Once you have a vague idea, you might want to consider what else might influence the treatment. The patient's age? Any other health issues they have, and how they're being treated already for those? The patient's lifestyle or if they have any disabilities that may affect how well they can carry out your recommendations? If the problem has been caused by an exposure in their lifestyle such as cigarette smoke, can you remove them from the exposure?
So you've defined the important stuff about your patient and you have a pretty good idea of the best way to tackle their issue. So what should be stopping you from just going ahead?
The idea that something out there might possibly be better.
Are you wondering whether this new drug you've heard about might be better than the one you've been using since leaving medical school? Are you thinking that maybe your depressed patient is suffering from bereavement, and that talking things through would be better than medication? Are you wondering if chemotherapy would be a better option than surgery for an elderly patient with an early stage tumour? Or if either of those would lose too much quality of life in their final years, and they're best left alone?
While your question does not always need a comparison between treatments it can be helpful, and such small increments and comparisons are in reality how modern medicine improves all the time.
What do you actually want to achieve for this patient? It may seem like an obvious question, you want them to "get better". But in reality the answer to this question might be far more complicated. The main problem might be a side effect, for instance, and another drug might have less side effects but also be less effective. Say you're taking a drug that keeps your blood pressure down but has you needing the toilet every hour through the night. There's another drug that is less effective at keeping your blood pressure down but hasn't the exhausting, sleepless side effect. How do you weigh up what you want the most?
Do you want to lower someone's blood pressure or blood sugar levels, even if it means the quality of their life might lessen in their perception? Do you want to reduce adverse effects even if that means a drug less effective at controlling the actual symptoms? Is your aim to get them off drugs altogether and replace it with another treatment, such as counselling or regular exercise, or stopping smoking? Of course, your patient may have different expectations and ideas of what would be a "success". All of these things need to be considered as part of your clinical question, before you start searching for answers.

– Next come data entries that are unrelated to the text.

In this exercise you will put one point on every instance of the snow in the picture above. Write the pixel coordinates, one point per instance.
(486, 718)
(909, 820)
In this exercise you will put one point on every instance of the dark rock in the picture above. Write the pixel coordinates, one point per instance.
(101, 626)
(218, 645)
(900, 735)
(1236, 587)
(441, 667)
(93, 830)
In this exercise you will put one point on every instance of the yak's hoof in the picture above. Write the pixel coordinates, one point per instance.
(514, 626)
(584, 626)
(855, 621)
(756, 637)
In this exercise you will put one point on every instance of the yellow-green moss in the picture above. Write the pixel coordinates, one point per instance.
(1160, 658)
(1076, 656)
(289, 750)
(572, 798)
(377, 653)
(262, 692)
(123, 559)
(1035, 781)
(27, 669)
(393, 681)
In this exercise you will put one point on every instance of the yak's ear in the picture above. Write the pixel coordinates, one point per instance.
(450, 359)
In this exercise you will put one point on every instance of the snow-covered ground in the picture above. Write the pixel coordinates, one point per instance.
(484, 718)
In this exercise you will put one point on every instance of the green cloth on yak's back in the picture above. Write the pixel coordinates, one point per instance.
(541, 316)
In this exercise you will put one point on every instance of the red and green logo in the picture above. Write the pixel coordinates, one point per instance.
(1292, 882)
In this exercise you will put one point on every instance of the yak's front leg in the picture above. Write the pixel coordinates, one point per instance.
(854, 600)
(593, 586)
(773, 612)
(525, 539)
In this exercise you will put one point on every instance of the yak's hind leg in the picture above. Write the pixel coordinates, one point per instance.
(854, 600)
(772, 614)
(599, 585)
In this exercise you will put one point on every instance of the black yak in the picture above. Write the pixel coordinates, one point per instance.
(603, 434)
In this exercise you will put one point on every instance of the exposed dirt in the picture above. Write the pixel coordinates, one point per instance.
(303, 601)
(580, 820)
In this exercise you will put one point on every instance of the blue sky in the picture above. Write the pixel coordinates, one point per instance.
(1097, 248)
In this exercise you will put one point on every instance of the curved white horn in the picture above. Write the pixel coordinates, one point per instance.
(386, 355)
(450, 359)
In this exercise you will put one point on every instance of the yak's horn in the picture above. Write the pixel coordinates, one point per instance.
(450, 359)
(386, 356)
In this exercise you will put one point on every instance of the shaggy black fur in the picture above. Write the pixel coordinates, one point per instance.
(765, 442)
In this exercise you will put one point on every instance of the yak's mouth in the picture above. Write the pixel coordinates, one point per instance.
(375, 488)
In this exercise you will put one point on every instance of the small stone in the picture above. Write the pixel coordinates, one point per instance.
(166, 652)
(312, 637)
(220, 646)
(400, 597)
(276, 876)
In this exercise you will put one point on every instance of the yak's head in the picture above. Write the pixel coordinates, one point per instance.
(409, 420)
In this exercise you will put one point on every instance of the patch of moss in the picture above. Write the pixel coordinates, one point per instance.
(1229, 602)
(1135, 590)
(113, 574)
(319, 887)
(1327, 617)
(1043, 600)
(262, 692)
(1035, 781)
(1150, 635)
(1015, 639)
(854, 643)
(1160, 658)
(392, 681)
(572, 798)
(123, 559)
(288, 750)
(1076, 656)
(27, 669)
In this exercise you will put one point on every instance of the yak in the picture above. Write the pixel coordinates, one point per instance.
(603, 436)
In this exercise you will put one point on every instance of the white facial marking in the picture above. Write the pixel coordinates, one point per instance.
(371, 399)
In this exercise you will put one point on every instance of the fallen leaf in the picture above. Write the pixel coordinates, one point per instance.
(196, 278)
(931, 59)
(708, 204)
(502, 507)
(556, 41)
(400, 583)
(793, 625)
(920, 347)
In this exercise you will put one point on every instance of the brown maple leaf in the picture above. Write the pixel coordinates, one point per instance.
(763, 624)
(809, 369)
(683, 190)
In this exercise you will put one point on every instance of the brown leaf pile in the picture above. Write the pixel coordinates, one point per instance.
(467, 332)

Asking the right questions, and using PICO to help us do that, is the vital first step in Evidence Based Medicine. Yet asking any questions, yet alone the right ones, is difficult for some because it involves admitting we have huge gaps in our knowledge. Think about it. When was the last time you saw someone rewarded for admitting that they don't know something, but would be willing to learn? Yet we're rewarded for knowing stuff from our earliest years. Health care workers, like all of us, are in danger of seeking out knowledge that seems to confirm what they already think they know, and we need to be aware of that.
If handled well, the cognitive dissonance that comes from admitting "I don't know the answer to that, but I'd be interested in finding out" is incredibly rewarding. And in the case of finding medical evidence, it may not only be rewarding for the person asking the question, but for the patient on the other side of the desk.